3. Non content d’avoir délivré Susanne, cette femme si chaste, cette épouse fidèle, du faux témoignage des vieillards. Dieu délivra aussi du faux soupçon de son époux, la vierge Marie. Il avait vu enceinte cette vierge dont ne s’était approché aucun homme, cette vierge dont le sein était devenu fécond, sans porter aucune atteinte h sa pureté virginale. Elle avait conçu par la foi l’auteur même de la foi, elle avait reçu dans ses entrailles le Dieu qui n’en avait i)as laissé violer la pureté : son mari cependant conçut un soupçon tout humain ; sûr d’être étranger à ce qu’il voyait, il l’attribuait à un autre, il soupçonnait un adultère. Un ange l’avertit du contraire. Pourquoi mérita-l-il d’être averti par un ange ? Parce que son soupçon ne partait point de la malveillance, comme la malveillance, au rapport de l’Apôtre, en fait naître quelque-fois entre des frères[5]. Le soupçon est mauvais quand il est inspiré par l’inimitié, il est bon quand il est produit par le besoin de diriger. Il est permis à un père de soupçonner le mal dans son fils, il ne lui est pas permis de le calomnier. Ainsi il t’est permis de soupçonner le mal quand tu désires ne trouver que le bien. Soupçonner le mal par bienveillance, c’est souhaiter d’avoir tort ; aussi est-on heureux alors d’apprendre que se trouve faux le soupçon qu’on avait. Telles étaient les dispositions de Joseph à l’égard de son épouse, de son épouse à qui il était uni, non pas de corps, mais de cœur. Ainsi donc, sur la Vierge elle-même tomba un faux soupçon. Mais de même que l’Esprit-Saint prit la défense de Susanne dans la personne de Daniel, ainsi un ange s’interposa en faveur de Marie, « Ne craignez pas, dit l’ange à Joseph, d’accueillir Marie votre épouse ; car ce qui est né en elle vient de l’Esprit-Saint[6] ». La rançon était trouvée, le mauvais soupçon s’évanouit.

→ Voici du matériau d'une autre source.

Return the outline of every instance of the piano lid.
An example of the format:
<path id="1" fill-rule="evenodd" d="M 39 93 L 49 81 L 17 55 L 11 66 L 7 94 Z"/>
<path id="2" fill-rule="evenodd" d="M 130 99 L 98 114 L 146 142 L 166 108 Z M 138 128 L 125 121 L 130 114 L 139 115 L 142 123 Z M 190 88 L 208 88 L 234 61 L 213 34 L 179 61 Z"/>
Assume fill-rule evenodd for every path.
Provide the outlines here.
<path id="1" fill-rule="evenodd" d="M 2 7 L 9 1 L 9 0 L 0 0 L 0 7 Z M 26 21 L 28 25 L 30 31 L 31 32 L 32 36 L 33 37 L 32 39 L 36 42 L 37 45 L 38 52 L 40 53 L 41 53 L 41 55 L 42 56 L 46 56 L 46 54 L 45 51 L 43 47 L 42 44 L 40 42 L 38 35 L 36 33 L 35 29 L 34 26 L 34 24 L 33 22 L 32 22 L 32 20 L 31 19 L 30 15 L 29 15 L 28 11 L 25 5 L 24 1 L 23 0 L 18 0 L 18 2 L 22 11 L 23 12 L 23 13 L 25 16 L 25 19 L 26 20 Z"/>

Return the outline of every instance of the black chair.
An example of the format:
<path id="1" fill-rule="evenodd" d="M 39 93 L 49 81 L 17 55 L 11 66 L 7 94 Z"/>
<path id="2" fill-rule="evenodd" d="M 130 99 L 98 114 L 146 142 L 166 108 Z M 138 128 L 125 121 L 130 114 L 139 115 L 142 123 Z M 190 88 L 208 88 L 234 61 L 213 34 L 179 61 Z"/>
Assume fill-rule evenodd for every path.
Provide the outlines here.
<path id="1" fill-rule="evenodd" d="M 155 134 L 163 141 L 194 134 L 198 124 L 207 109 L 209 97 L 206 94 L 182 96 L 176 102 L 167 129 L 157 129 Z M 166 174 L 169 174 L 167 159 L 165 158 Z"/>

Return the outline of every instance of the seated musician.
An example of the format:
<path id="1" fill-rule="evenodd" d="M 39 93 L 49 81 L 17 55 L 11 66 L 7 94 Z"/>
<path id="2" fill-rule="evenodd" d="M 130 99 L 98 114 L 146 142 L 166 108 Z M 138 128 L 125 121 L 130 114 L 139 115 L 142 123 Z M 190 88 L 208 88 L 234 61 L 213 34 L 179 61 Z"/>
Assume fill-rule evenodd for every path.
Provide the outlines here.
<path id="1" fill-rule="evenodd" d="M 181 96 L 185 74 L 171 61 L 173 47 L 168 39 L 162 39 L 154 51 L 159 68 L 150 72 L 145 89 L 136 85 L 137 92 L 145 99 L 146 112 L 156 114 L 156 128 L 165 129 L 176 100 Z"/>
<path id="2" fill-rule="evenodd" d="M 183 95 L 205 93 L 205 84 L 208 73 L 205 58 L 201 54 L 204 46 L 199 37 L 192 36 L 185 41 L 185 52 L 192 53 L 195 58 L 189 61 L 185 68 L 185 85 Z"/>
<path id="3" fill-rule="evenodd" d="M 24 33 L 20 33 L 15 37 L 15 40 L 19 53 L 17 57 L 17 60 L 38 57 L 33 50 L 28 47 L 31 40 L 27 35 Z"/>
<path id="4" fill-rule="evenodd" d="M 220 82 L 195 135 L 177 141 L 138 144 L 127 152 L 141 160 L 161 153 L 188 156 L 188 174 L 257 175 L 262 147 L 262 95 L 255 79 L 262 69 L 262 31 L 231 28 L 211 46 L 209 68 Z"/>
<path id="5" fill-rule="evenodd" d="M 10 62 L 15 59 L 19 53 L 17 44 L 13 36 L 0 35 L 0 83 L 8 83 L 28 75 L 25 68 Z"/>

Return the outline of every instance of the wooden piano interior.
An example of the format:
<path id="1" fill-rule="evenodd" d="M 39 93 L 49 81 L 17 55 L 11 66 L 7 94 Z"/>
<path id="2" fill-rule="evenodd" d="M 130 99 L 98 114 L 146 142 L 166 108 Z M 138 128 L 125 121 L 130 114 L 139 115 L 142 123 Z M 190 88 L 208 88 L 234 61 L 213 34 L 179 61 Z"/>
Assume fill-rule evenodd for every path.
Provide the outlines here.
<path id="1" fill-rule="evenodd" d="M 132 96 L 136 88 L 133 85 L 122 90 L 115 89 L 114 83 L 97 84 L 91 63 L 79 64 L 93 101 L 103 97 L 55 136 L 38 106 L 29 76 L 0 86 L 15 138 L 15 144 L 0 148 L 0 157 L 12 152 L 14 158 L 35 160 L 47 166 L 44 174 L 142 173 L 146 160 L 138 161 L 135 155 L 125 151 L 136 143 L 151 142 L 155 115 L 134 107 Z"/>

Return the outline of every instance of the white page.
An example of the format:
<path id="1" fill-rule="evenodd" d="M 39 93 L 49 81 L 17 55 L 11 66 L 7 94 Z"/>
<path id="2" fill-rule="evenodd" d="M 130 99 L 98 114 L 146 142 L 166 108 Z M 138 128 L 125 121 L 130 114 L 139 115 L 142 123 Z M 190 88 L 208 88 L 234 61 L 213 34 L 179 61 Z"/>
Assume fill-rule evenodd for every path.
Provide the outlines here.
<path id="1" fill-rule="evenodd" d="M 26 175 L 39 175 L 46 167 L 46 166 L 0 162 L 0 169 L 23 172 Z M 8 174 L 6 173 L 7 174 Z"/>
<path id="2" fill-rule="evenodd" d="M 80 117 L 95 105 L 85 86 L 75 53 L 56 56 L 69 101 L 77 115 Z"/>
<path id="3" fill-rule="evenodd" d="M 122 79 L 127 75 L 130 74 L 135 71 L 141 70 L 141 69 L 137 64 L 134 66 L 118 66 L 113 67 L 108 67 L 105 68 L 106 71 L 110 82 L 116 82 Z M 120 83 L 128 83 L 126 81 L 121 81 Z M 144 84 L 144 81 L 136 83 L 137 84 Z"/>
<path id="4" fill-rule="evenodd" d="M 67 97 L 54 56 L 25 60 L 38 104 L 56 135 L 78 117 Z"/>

4. Les femmes mariées se réjouissaient, il y a un instant, en présence de Susanne ; que les vierges se réjouissent en face de Marie, et que les unes et les autres gardent la chasteté, soit conjugale, soit virginale. L’une et l’autre chasteté est méritoire devant Dieu. Sans doute la chasteté virginale l’emporte sur la chasteté conjugale ; chacune néanmoins est agréable à Dieu, de qui elle est un don. Par l’une et par l’autre on parvient à la vie éternelle ; mais tous, dans cette éternelle vie, n’arrivent pas aux mêmes honneurs, à la même gloire, au même mérite. Pour vous faire une Idée de l’éternelle vie et du royaume de Dieu, contemplez ce que nous appelons le ciel.

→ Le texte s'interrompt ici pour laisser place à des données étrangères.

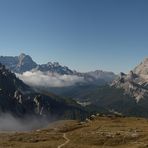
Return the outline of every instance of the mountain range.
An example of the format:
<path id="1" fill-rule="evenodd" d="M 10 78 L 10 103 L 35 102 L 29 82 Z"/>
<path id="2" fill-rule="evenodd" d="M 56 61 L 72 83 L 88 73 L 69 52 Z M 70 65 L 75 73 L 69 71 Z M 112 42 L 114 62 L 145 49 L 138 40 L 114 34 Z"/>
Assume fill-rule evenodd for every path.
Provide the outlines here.
<path id="1" fill-rule="evenodd" d="M 76 101 L 54 95 L 37 93 L 14 73 L 0 64 L 0 115 L 35 116 L 46 119 L 84 119 L 88 110 Z"/>
<path id="2" fill-rule="evenodd" d="M 3 112 L 68 118 L 84 118 L 93 112 L 148 117 L 148 58 L 119 76 L 101 70 L 81 73 L 57 62 L 39 65 L 25 54 L 0 57 L 0 62 L 11 71 L 0 66 Z"/>
<path id="3" fill-rule="evenodd" d="M 41 71 L 46 73 L 56 73 L 59 75 L 76 75 L 84 77 L 85 82 L 103 81 L 103 83 L 111 82 L 116 75 L 113 72 L 105 72 L 96 70 L 92 72 L 77 72 L 69 69 L 67 66 L 61 66 L 58 62 L 48 62 L 47 64 L 37 64 L 29 55 L 24 53 L 19 56 L 0 56 L 0 63 L 6 66 L 13 73 L 23 74 L 27 71 Z M 102 82 L 101 82 L 102 83 Z"/>

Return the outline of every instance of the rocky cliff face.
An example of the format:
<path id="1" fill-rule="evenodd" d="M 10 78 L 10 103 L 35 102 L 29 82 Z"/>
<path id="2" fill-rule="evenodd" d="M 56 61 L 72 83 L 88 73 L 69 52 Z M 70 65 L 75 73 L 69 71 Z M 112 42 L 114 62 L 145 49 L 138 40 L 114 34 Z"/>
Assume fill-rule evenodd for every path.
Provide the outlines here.
<path id="1" fill-rule="evenodd" d="M 60 65 L 58 62 L 48 62 L 47 64 L 37 64 L 32 60 L 29 55 L 21 54 L 16 57 L 0 57 L 0 63 L 5 65 L 9 70 L 14 73 L 22 74 L 24 72 L 43 72 L 45 76 L 46 73 L 58 74 L 58 75 L 73 75 L 83 77 L 85 80 L 84 85 L 95 83 L 95 84 L 105 84 L 111 82 L 116 78 L 116 75 L 112 72 L 106 72 L 101 70 L 81 73 L 73 71 L 66 66 Z"/>
<path id="2" fill-rule="evenodd" d="M 137 103 L 148 97 L 148 58 L 130 71 L 129 74 L 121 73 L 112 86 L 123 88 L 126 94 L 134 97 Z"/>
<path id="3" fill-rule="evenodd" d="M 74 101 L 53 94 L 39 94 L 16 78 L 0 64 L 0 114 L 11 113 L 17 117 L 80 119 L 87 112 Z"/>
<path id="4" fill-rule="evenodd" d="M 23 53 L 16 57 L 1 56 L 0 63 L 5 65 L 14 73 L 23 73 L 25 71 L 30 71 L 37 66 L 37 64 L 32 60 L 30 56 Z"/>

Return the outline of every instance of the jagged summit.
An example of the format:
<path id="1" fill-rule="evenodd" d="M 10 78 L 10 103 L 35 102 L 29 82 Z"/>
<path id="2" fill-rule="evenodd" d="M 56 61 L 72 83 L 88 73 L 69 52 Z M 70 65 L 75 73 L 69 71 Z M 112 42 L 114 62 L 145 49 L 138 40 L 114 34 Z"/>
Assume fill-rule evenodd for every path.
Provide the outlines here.
<path id="1" fill-rule="evenodd" d="M 22 74 L 26 71 L 36 72 L 41 71 L 43 73 L 57 73 L 59 75 L 76 75 L 82 76 L 88 81 L 99 83 L 102 82 L 111 82 L 115 79 L 116 75 L 113 72 L 106 72 L 101 70 L 81 73 L 74 70 L 71 70 L 67 66 L 62 66 L 58 62 L 48 62 L 47 64 L 37 64 L 29 55 L 21 53 L 19 56 L 1 56 L 0 62 L 5 65 L 9 70 L 14 73 Z"/>
<path id="2" fill-rule="evenodd" d="M 148 58 L 145 58 L 134 70 L 139 75 L 148 75 Z"/>
<path id="3" fill-rule="evenodd" d="M 134 70 L 128 74 L 121 73 L 112 86 L 123 88 L 137 103 L 148 97 L 148 58 L 144 59 Z"/>

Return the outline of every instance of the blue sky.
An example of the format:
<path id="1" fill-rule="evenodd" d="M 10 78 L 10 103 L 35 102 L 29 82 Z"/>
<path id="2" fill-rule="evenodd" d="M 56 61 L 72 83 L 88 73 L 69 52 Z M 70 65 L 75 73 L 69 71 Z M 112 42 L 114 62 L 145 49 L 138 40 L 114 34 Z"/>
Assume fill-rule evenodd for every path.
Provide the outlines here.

Au ciel sont tous les astres ; c’est ainsi que dans le royaume de Dieu seront tous les bons chrétiens. La vie éternelle sera la même pour tous ; l’un, en effet, ne vivra point plus longtemps que l’autre, puisque tous nous devons vivre sans fin. Elle est le denier que doivent recevoir tous les ouvriers qui sont venus travailler à la vigne, soit dès le matin, soit à la onzième heure[7] : oui, ce denier est la vie éternelle, égale pour tous. Maintenant regardez le ciel et souvenez-vous de ces mots de l’Apôtre : « Autres sont les corps célestes, et autres les terrestres. Autre est l’éclat du soleil, autre l’éclat de la lune, et autre l’éclat des étoiles, car une étoile diffère en clarté d’une autre étoile. Ainsi en est-il de la résurrection des morts[8] ».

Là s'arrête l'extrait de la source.